Una prima barriera, quantitativa e qualitativa, è quella del sistema di incentivazioni. Come per tutta l’area dei servizi alla persona vanno incoraggiate misure di fiscalizzazione. Troppo limitati sono i sostegni economici per destinatari e per attività attualmente previsti, pur essendo ormai prevalente la consapevolezza che un impegno finanziario nell’area dei servizi alla persona ha effetti interessanti nello sviluppo e qualificazione occupazionale e nella politica di contrasto al lavoro non dichiarato, con i noti effetti  di ritorno contributivo. Pensiamo inoltre – senza pregiudicare i diritti soggettivi sottostanti e la natura di supporto al funzionamento –   la collocazione dell’indennità di accompagnamento in una politica di regolarizzazione e qualificazione dell’assistenza domiciliare privata. Compreso il sostegno e la qualificazione dei caregiver familiari.

Tra questi aspetti sono da annoverare quelli relativi al rapporto con le misure, – previste ma ancora non attuate -del welfare aziendale. L’ottica non può essere rivolta solo alle imprese ma anche alle ricadute su lavoratrici lavoratori e sul welfare familiare e locale. Va inoltre approfondita la tematica dell’integrazione tra voucher – di cui si sta avviando l’applicazione – caregiver familiari, lavoro agile prossimo venturo. 

Altre questioni si configurano sul versante delle differenti ricadute territoriali degli interventi tra Nord, Centro e Sud: non solo il differenziale oggi esistente nella diffusione del caregiving familiare, ma quello della capacità del sistema dei servizi territoriali integrati socio sanitaridi nel saper valorizzare quest’apporto di risorse umane. Già si sono elevate voci da parte dei comuni in merito alla sostenibilità  per i servizi delle politiche di contrasto alla povertà (13) ( e le politiche relative ai servizi alla persona  non sono indifferenti rispetto alla stessa sperimentazione in atto del Sostegno Inclusione Attiva). Qualche analogia potrà essere evocata nelle politiche integrate dei servizi senza un sostegno all’individuazione e attuazione di livelli minimi di assistenza. 

Spezzoni di politiche e di trasferimenti non inseriti in una logica di sistema non sempre raggiungono risultati soddisfacenti. Ma occorre procedere anche nella gestione di questioni non coerentemente affrontate e risolte. Ma spostate in avanti.

 

note

 (1)Citiamo alcunimanifesti per il riconoscimento giuridico dei caregiver: EUROCARES, COFACE, Cartello Organizzazioni sanitarievarie

 (2)Due sono le proposte di legge di analogo contenuto: una presentata alla Camera, primo firmatario Patriarca (A.C. 3527) , l’altra al Senato, primo firmatario Angioni (A.S.2266)

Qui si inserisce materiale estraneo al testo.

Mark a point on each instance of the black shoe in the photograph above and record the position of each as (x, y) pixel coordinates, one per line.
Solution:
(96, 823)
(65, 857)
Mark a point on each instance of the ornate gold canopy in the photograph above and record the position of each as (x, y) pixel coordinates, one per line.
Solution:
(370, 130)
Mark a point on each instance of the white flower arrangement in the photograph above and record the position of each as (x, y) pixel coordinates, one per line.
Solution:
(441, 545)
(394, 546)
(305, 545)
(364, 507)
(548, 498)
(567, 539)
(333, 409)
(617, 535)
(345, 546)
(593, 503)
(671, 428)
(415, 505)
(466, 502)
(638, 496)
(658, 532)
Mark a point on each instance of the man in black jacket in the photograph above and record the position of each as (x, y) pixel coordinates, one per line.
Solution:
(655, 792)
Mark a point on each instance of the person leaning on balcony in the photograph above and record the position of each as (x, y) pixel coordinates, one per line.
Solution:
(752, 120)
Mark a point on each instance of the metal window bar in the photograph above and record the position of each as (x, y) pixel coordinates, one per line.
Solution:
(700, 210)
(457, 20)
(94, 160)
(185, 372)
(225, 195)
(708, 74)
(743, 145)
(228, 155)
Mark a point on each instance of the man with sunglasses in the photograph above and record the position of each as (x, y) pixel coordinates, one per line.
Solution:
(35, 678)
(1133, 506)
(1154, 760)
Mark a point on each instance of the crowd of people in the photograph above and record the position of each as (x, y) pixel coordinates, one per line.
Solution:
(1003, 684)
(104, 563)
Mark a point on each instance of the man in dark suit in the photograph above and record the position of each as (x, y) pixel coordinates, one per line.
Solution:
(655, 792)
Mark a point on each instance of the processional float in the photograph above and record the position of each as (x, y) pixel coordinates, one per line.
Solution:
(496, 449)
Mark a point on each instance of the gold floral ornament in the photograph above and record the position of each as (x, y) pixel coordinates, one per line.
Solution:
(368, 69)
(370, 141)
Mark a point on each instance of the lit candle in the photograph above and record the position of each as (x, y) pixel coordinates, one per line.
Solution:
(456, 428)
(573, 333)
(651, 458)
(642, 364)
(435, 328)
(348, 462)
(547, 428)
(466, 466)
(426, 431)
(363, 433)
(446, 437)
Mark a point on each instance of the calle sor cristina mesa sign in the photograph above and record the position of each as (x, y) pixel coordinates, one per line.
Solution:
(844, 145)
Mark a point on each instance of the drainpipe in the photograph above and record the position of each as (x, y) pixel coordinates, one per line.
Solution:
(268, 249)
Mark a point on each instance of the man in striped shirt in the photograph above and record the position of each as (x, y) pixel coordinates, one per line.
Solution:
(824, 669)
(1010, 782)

 (3)Il profilo è stato oggetto di un gruppo di lavoro nazionale ministeri, regioni, terzo settore, esperti. 

 (4)Le due proposte di legge e lo stato dei lavori a livello regionale sono stati presentati nel corso del Convegno”Riconoscimento di ruolo e valorizzazione del caregiver familiare”, il 31 marzo 2016.

 (5)Il contributo EUROCARERS al convegno citato è stato esposto da Francesca Centola.

 (6)Vedi nota relativa al gruppo di lavoro nazionale

(7)Vedi http://www.istat.it/it/archivio/36071

 

 (8)Vedi http://www.caregiverfamiliare.it/?p=1116%202/8.   Maria Concetta Vaccaro, Sintesi della condizione del caregiver nella realtà italiana da indagine Censis.

 

 (9)Vedi relazione alle proposte di legge citate.

 (10) Vedi Giovanni Lamura, Carlos Chiatti,  Definizione di Caregiver, descrizione del contesto sociale e sanitario: scenario nazionale ed europeo e descrizione del progetto UP-TECH * 

 (11)Vedi il contributo di Francesca Centola al Convegno citato.

 (12) Vedi interventoL. Ligabue al convegno citato.

 

(13) Per esempio riguardo alle “Linee guida per la predisposizione e attuazione dei progetti di presa in carico del “Sostegno per l’inclusione attiva (SIA)” elaborate dal Ministero del Lavoro e approvate in sede di Conferenza Stato Regioni Autonomie locali.